There are some medical errors for which preventability is rarely questioned. These include medical errors such as wrong site surgery, wrong procedure, wrong patient operations (Seiden & Barach, 2006; Michaels et al., 2007; Lee et al., 2007), wrong drug/dose/duration (Pugh et al., 2005) or incompatible organ transplantation (Cook et al., 2007). Less preventable medical errors include judgment type errors such as case studies reported in journals, where one or more experts review the treatment decisions of a clinician and conclude that the clinician’s judgment was incorrect (Lukela et al., 2005).

Many healthcare managers first heard about Failure Mode and Effects Analysis FMEA when Joint Commission on Accreditation of Healthcare Organizations (JCAHO) released its Leadership Standards and Elements of Performance Guidelines in July 2002 (JCAHO, 2002). The purpose of performing an FMEA for JCAHO was to identify where and when possible system failures could occur and to prevent those problems before they happen. If a particular, failure could not be prevented, then the goal would be to prevent the issue from affecting healthcare organizations in the accreditation process.
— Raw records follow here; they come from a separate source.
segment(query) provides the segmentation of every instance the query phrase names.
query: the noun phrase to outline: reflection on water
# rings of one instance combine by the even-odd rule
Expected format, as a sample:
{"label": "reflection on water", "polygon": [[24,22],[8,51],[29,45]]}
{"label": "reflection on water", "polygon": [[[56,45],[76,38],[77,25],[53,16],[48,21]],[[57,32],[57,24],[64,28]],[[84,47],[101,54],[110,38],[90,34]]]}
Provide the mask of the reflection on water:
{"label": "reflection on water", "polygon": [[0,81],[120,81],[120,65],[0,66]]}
FMEA is a tool that when performed adequately, can reduce the risk of preventable medical errors. Hospitals in the United States that are accredited by JCAHO are required to perform at least one FMEA each year. The main output of FMEA is a series of mitigations, each of which is some process change implemented to reduce the risk of error. Because resources are limited, implementing all mitigations is not possible so the challenge is to find the set of mitigations that provides the highest reduction in risk for the least cost. Hence, preventability may be viewed in terms of the cost and effectiveness of mitigation. A low-cost and effective mitigation is associated with a highly preventable medical error, whereas a high-cost and or less effective mitigation is associated with a less preventable medical error.

Currently AAPM TG 100 (2007) is reviewing reports from previous task groups and from several professional organizations. This group is also reviewing ISO guidelines in an effort develop a suitable general QA approach that “balances patient safety and quality versus resources commonly available and strikes a good balance between prescriptiveness and flexibility.” The TG 100 initiative identifies three industrial engineering–based tools as potential components of a QA management system in radiation therapy and FMEA is one of them.

There are a few potential problems with these recommendations, however. The first is that the general radiation therapy community is concerned that the use of these tools to reduce the risks or hazards associated with radiation therapy will require a considerable amount of additional resources. Although this should be a concern, process mapping, flowcharting tools, and FMEA (Stamatis, 1995; Fletcher, 1997; Thomadsen et al, 2003; Latino, 2004; JACHO, 2005; Hansen, 2007; Huq, 2007) have been used for decades by the medical device and pharmaceutical industries, among others, to reduce the level or risks or hazards in products and processes with many positive results. Also if the organizations are trained in the use of these tools and if these tools are applied with the assistance of experienced facilitators, there are few if any additional resources required, and the resulting process improvements will increase the effectiveness and productivity of the organization. A second potential problem is TG 100’s recommendation that these tools be used for risk and hazard analysis versus overall process improvement. This might prevent the realization of significant improvements in processes and the resulting increase in quality and productivity.